Abstract

Transfemoral access is the prevailing approach for transcatheter aortic valve implantation (TAVI) in contemporary practice, with a shift from surgical arteriotomy to a percutaneous arterial approach. This study assesses long- and short-term mortality, along with Valve Academic Research Consortium 2 (VARC 2)-defined complications in percutaneous transfemoral approach (PTA) TAVI. Furthermore, it explores the impact of the learning curve on procedural outcomes. The study includes 600 patients undergoing PTA TAVI at the National Institute of Cardiology, Warsaw, Poland (January 2009-September 2020). Retrospective data comparison involves two groups: early experience (first 200 patients) and late experience (next 400). The primary endpoint (composite of life-threatening bleeding, major vascular complication, or one-month death) occurred less in the late experience group (28.0% vs. 17.5%, P = 0.003).

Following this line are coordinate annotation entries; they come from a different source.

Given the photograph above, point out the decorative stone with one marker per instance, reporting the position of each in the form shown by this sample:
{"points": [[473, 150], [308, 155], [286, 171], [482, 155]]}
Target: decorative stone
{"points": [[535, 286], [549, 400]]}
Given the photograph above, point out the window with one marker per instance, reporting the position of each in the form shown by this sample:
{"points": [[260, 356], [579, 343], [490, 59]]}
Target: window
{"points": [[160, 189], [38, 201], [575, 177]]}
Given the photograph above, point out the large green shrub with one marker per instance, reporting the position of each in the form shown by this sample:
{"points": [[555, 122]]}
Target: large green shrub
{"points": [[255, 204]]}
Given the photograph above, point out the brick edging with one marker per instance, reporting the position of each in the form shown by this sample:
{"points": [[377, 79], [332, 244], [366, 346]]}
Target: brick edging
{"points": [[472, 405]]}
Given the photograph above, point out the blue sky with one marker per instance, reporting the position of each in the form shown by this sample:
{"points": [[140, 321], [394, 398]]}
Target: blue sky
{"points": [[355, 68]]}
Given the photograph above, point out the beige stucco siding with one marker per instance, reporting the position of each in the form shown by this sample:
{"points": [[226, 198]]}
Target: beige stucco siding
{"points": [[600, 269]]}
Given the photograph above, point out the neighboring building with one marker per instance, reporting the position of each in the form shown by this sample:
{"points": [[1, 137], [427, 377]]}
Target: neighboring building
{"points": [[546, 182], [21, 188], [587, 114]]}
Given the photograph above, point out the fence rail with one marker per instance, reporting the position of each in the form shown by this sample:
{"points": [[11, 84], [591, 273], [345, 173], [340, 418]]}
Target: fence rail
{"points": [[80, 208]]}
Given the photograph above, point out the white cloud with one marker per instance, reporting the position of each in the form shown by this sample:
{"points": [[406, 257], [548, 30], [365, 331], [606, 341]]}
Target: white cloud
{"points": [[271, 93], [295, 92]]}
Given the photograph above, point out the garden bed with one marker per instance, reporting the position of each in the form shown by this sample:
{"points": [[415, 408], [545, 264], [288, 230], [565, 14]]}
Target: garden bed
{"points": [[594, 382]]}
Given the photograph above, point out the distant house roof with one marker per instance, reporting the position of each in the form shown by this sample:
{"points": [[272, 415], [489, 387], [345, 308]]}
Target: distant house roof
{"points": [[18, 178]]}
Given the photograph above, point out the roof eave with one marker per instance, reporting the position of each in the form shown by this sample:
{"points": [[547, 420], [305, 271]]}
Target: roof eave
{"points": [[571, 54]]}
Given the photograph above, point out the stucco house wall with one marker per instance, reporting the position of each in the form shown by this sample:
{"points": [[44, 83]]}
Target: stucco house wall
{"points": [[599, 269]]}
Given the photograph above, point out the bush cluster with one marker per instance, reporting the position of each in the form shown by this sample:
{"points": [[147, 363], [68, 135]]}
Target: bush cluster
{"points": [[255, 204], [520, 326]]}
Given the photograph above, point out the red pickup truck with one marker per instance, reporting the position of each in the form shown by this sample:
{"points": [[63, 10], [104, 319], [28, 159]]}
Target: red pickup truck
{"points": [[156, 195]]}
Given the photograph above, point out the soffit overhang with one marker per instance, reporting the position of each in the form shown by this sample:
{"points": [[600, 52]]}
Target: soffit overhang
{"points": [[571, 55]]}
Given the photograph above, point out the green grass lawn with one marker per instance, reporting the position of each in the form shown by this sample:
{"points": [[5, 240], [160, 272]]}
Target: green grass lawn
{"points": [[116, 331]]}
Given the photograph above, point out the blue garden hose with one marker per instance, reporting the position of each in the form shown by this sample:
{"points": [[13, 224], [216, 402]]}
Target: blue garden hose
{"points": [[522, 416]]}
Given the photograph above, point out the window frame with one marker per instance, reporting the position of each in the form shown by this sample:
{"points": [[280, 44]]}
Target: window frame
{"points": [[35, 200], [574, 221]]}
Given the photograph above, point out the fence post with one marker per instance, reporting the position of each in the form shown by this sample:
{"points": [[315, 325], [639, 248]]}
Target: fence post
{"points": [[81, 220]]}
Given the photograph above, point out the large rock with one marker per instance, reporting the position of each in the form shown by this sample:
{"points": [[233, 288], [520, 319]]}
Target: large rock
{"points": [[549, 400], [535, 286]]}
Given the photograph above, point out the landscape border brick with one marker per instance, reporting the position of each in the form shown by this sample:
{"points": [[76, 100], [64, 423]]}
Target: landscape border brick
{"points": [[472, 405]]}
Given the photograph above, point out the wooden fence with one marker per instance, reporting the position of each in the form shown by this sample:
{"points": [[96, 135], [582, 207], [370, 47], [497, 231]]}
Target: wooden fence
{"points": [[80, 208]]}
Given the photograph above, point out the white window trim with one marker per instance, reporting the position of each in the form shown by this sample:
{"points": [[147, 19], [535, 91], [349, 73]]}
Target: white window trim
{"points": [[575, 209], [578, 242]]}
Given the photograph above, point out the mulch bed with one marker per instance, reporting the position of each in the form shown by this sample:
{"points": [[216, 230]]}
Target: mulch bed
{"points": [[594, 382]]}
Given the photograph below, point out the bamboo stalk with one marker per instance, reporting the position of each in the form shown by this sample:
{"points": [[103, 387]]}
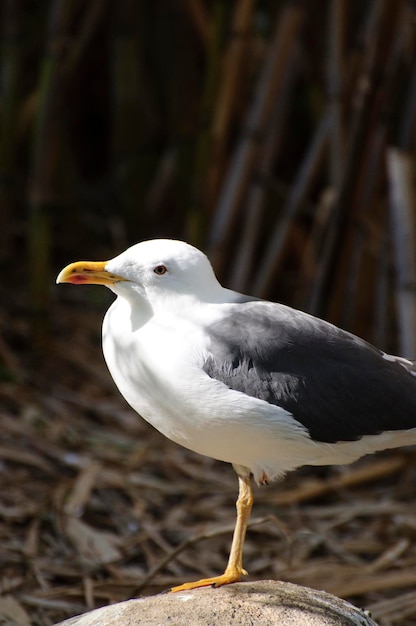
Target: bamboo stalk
{"points": [[329, 265], [336, 36], [11, 47], [268, 267], [46, 142], [244, 158], [259, 189], [235, 69], [402, 174]]}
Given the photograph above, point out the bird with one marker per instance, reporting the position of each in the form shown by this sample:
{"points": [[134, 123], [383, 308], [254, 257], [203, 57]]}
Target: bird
{"points": [[257, 384]]}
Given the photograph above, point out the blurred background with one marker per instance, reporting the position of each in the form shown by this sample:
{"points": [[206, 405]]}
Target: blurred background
{"points": [[277, 136]]}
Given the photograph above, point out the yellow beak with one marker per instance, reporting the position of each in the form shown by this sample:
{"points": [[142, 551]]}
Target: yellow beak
{"points": [[88, 273]]}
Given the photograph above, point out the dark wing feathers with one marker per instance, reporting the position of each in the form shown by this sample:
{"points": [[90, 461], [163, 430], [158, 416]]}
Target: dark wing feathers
{"points": [[335, 384]]}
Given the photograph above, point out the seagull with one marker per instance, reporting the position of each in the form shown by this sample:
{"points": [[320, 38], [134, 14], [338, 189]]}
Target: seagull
{"points": [[257, 384]]}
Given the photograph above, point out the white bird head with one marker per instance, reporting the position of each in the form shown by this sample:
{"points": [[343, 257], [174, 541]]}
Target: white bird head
{"points": [[155, 270]]}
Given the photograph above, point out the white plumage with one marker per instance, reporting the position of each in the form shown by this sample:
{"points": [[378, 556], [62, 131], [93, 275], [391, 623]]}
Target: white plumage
{"points": [[227, 375]]}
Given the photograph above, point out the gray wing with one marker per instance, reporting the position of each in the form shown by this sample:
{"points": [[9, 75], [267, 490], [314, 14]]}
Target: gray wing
{"points": [[335, 384]]}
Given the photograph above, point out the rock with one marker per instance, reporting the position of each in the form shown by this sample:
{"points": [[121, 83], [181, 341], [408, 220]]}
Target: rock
{"points": [[262, 603]]}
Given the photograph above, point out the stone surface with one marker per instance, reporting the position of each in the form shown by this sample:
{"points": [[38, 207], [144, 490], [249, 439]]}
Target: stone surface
{"points": [[264, 603]]}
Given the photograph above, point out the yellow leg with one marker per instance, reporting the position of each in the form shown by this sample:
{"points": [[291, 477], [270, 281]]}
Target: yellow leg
{"points": [[234, 570]]}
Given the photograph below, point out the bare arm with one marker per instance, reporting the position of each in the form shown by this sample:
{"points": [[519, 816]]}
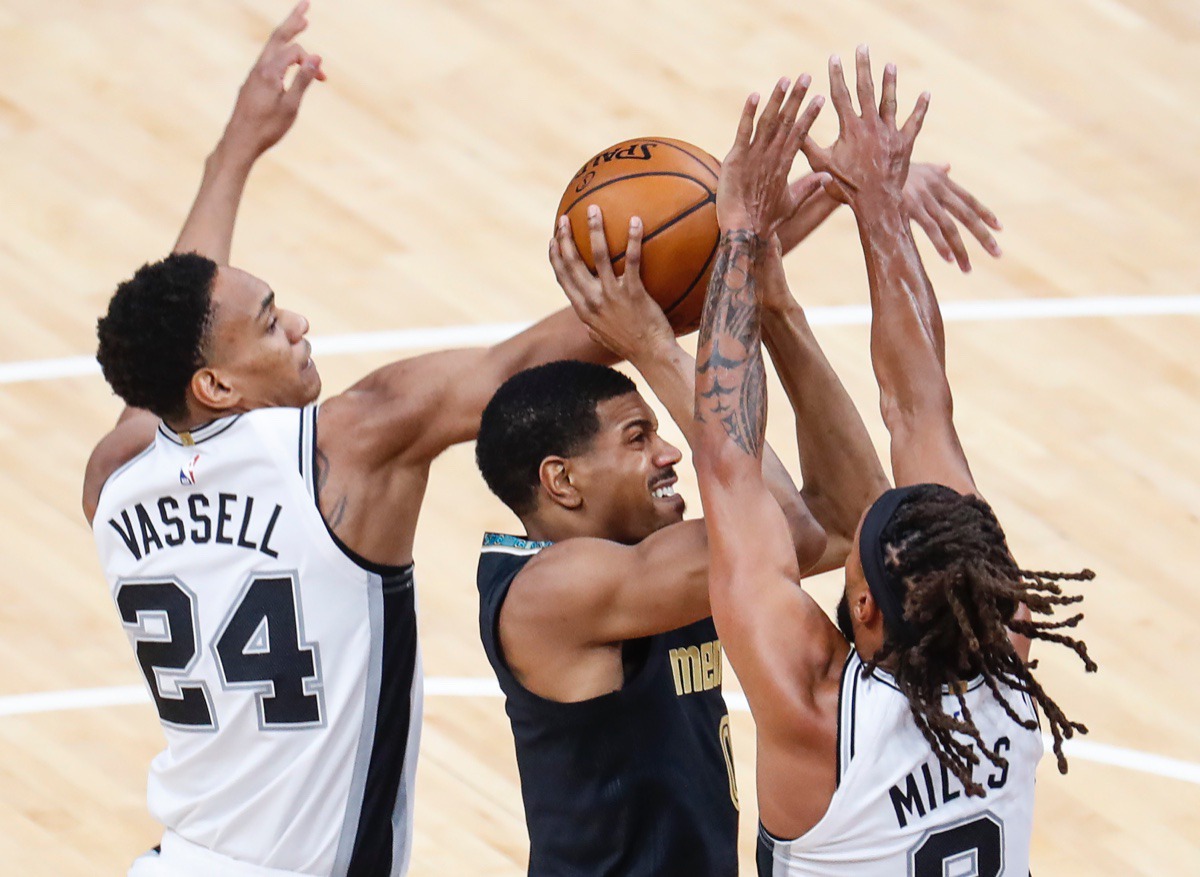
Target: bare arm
{"points": [[264, 112], [869, 162], [931, 199], [778, 640], [409, 412], [592, 592], [262, 115], [619, 313], [841, 472]]}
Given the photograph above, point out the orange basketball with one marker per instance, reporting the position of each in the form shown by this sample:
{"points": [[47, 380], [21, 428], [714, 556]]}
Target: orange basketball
{"points": [[672, 186]]}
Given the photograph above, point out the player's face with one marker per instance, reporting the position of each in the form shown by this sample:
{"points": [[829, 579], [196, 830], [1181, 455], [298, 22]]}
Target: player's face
{"points": [[867, 638], [257, 348], [627, 478]]}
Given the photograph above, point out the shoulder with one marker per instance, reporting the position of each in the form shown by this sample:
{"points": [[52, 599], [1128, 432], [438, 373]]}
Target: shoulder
{"points": [[129, 438]]}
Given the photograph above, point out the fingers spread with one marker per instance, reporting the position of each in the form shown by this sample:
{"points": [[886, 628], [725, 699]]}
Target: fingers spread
{"points": [[839, 94], [309, 71], [912, 127], [808, 186], [888, 97], [292, 26], [745, 124], [951, 233], [769, 120], [793, 102], [819, 156], [971, 218], [922, 217], [975, 205], [634, 247], [599, 245], [865, 84]]}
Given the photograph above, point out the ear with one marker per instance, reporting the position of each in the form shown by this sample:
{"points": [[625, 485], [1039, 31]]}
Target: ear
{"points": [[555, 474], [210, 390], [867, 611]]}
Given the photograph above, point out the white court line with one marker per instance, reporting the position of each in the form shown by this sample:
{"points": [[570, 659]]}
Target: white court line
{"points": [[479, 686], [837, 316]]}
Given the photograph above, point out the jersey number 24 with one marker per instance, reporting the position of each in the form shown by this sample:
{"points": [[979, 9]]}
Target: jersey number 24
{"points": [[258, 647]]}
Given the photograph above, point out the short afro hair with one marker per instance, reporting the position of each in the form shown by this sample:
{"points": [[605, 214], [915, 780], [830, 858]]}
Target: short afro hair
{"points": [[541, 412], [153, 338]]}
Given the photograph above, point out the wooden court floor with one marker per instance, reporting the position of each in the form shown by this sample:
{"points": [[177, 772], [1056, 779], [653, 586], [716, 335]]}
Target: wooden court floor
{"points": [[418, 191]]}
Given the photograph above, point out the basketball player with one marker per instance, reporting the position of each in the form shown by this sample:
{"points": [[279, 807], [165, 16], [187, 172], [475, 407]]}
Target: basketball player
{"points": [[907, 744], [259, 547], [597, 619]]}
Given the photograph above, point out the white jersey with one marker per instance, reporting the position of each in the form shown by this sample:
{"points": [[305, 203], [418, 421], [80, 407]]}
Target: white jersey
{"points": [[285, 670], [897, 811]]}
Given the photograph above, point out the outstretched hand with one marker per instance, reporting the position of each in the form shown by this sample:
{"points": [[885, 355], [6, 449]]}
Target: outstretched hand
{"points": [[870, 154], [617, 311], [267, 104], [753, 192], [939, 205]]}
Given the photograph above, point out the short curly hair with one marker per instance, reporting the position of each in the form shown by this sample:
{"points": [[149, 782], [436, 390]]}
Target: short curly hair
{"points": [[153, 338], [541, 412]]}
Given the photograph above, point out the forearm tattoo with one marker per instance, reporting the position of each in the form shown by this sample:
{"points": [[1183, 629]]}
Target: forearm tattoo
{"points": [[731, 379]]}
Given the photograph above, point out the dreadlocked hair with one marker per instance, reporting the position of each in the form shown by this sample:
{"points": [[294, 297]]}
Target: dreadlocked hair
{"points": [[963, 590]]}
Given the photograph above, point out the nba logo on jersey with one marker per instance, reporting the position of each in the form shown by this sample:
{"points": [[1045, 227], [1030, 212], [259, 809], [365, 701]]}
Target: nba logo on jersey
{"points": [[187, 473]]}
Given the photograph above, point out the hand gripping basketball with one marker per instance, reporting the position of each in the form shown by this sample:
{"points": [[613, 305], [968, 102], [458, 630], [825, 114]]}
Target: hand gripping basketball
{"points": [[617, 311]]}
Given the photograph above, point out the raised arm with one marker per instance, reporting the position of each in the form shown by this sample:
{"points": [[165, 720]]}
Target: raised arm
{"points": [[841, 472], [777, 637], [869, 163], [619, 313], [263, 113]]}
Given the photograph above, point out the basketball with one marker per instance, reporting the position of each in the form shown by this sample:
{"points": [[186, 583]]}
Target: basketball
{"points": [[672, 186]]}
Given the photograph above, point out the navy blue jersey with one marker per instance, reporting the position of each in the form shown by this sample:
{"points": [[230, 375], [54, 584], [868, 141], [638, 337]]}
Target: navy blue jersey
{"points": [[639, 781]]}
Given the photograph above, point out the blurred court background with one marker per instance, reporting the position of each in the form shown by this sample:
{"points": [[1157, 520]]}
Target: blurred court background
{"points": [[418, 191]]}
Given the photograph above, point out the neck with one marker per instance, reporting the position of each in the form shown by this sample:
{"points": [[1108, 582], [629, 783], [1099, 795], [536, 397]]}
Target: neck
{"points": [[557, 526]]}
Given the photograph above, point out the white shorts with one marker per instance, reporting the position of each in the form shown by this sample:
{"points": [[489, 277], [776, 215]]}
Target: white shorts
{"points": [[181, 858]]}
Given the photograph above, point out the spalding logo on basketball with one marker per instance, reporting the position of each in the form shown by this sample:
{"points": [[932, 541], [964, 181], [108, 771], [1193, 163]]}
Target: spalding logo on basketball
{"points": [[672, 186]]}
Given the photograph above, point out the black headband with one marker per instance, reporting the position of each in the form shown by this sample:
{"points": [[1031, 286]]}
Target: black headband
{"points": [[886, 588]]}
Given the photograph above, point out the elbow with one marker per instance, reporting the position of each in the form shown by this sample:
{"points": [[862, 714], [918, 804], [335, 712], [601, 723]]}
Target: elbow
{"points": [[905, 407], [717, 458], [810, 541]]}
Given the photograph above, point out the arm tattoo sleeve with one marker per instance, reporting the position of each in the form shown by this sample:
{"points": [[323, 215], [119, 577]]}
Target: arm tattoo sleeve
{"points": [[730, 373]]}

Late experience also showed fewer vascular complications (19.0% vs. 10.7%, P = 0.005) and major bleeding (17.5% vs. 8.5%, P = 0.001). Propensity matching yielded similar trends, including reduced pacemaker implantation (22.8% vs. 10.9%, P = 0.03) and shorter hospitalization (11 [8-18] vs. 7 [6-12] days, P <0.001). The late experience group in PTA TAVI exhibits significantly reduced periprocedural complications, indicating the positive impact of accumulated expertise.